L’Observatoire statistique transfrontalier de l’Arc jurassien (O.S.T.A.J.) s’est intéressé à nos habitudes en matière de déchets, de part et d’autre de la frontière franco-suisse

Près de 840 000 tonnes en 2023, soit 430 kg par habitant, c’est le volume des déchets produits à l’échelle de l’Arc jurassien franco-suisse. Dans le détail, côté français, on a recueilli 426 000 tonnes, et 413 000 côté suisse de l’Arc jurassien, “soit une répartition proche de celle de la population de chaque versant” précise l’institut franco-suisse de statistiques.

La majorité des déchets du territoire de l’Arc jurassien, soit 43 %, concerne les catégories valorisables (papier-carton, biodéchets et déchets verts, verre et métaux), 35 % les ordures ménagères et 21 % les autres catégories (déchets électriques, médicaux.). L’O.S.T.A.J. relève néanmoins des différences entre territoires selon les types de déchets. Par exemple, avec 59 kg par habitant, la collecte de papier-carton est plus élevée en France qu’en Suisse (55 kg par habitant), et celle des déchets verts et biodéchets est supérieure côté suisse (86,5 kg par habitant contre 70,8 en France).

En France comme en Suisse, des dispositifs de tarification incitative ont été mis en place afin de réduire la production de déchets et d’encourager le tri.
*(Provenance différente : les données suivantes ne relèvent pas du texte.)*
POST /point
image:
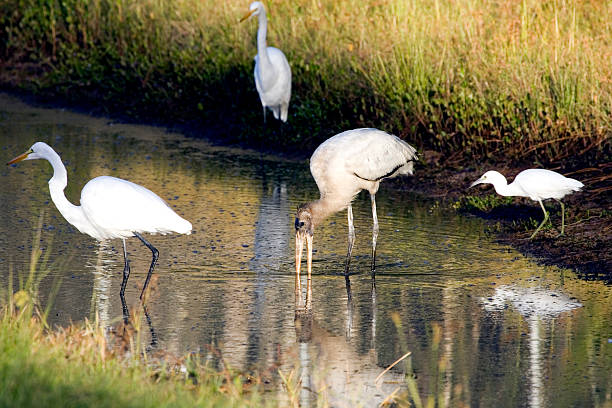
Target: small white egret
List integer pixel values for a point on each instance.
(110, 208)
(536, 184)
(342, 166)
(272, 71)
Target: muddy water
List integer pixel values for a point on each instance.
(484, 325)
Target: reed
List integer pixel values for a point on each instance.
(510, 80)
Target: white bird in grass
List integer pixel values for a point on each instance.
(272, 71)
(536, 184)
(342, 166)
(110, 208)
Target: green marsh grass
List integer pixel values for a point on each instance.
(510, 80)
(82, 365)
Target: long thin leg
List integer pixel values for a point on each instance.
(349, 307)
(543, 221)
(374, 233)
(562, 217)
(351, 238)
(126, 272)
(153, 261)
(126, 311)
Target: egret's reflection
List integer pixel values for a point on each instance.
(539, 306)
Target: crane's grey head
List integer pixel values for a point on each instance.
(490, 177)
(304, 230)
(303, 221)
(39, 150)
(255, 9)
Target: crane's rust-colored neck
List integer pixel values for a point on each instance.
(323, 208)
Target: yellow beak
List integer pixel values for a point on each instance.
(247, 15)
(20, 157)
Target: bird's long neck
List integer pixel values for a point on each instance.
(262, 47)
(504, 189)
(324, 207)
(72, 213)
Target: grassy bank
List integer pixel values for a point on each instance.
(76, 367)
(469, 78)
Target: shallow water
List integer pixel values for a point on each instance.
(484, 325)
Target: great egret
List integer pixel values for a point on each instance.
(342, 166)
(110, 208)
(272, 71)
(536, 184)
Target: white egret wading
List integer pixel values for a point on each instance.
(536, 184)
(110, 208)
(272, 71)
(342, 166)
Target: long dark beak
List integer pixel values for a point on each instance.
(247, 15)
(20, 157)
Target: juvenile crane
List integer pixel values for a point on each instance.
(536, 184)
(342, 166)
(110, 208)
(272, 71)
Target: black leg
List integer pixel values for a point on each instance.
(155, 253)
(351, 239)
(126, 273)
(374, 233)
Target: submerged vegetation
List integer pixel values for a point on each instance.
(472, 79)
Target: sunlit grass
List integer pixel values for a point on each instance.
(469, 78)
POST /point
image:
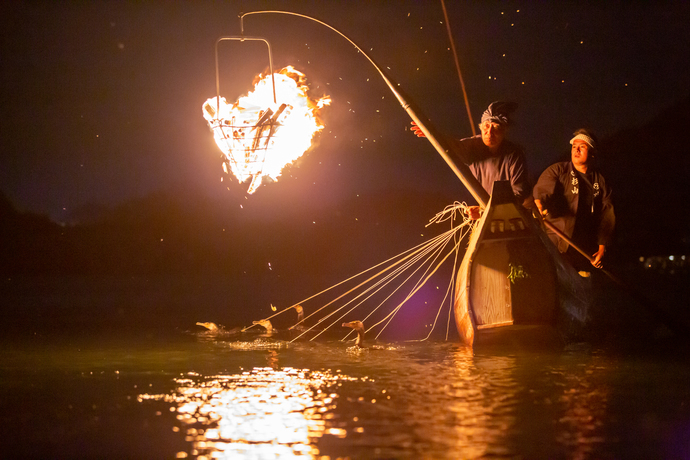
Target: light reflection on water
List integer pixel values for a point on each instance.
(267, 399)
(259, 413)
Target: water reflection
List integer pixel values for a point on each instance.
(261, 413)
(483, 404)
(584, 402)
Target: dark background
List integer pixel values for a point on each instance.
(110, 179)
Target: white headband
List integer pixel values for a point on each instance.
(583, 137)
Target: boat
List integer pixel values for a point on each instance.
(513, 282)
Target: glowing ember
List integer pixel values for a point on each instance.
(258, 136)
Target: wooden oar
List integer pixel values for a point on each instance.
(674, 324)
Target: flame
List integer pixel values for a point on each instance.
(258, 136)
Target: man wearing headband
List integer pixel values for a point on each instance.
(490, 156)
(574, 197)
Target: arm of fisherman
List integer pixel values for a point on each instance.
(597, 256)
(544, 189)
(519, 179)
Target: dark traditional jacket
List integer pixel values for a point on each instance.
(507, 164)
(578, 205)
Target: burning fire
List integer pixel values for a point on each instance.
(258, 136)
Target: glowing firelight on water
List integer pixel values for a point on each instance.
(260, 136)
(262, 413)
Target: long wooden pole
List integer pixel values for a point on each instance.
(674, 324)
(457, 67)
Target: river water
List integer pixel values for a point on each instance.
(188, 395)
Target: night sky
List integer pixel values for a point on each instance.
(101, 101)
Au sein de l’Arc jurassien, ces écarts de tonnages traduisent à la fois des différences de production de déchets et des modes d’organisation distincts des fililières de collecte et de valorisation. Une partie de l’écart observé tient au périmètre même des données. En Suisse, le principe de responsabilité élargie du producteur (R.E.P.) confie aux acteurs mettant des produits sur le marché la reprise et la valorisation de certaines catégories de produits : les appareils électriques et électroniques sont rapportés en magasin, une partie des emballages plastiques et des cartons est collectée directement dans les points de vente. “Ces flux transitent donc par des circuits qui échappent au service public de collecte et n’apparaissent pas dans ces statistiques, ce qui minore mécaniquement les tonnages suisses” explicite l’O.S.T.A.J.

Par ailleurs, en France comme en Suisse, des dispositifs de tarification incitative ont été mis en place afin de réduire la production de déchets et d’encourager le tri. Toutefois, leur diffusion n’est pas homogène : côté français, certains territoires comme le Doubs sont particulièrement concernés, tandis que d’autres le sont moins. Dans le Doubs, deux tiers de la population est soumis à la tarification incitative favorisant des modes de consommation responsables. “En Suisse, poursuit l’observatoire, ces mécanismes, notamment la taxe au sac, semblent plus largement intégrés dans la gestion des déchets, contribuant ainsi à un volume moyen par habitant plus faible que du côté français.” Un système qui explique peut-être certains comportements abusifs constatés par le passé avec des citoyens suisses qui pour échapper à la taxe au sac, tentent de déposer leurs sacs de détritus de ce côté-ci de la frontière.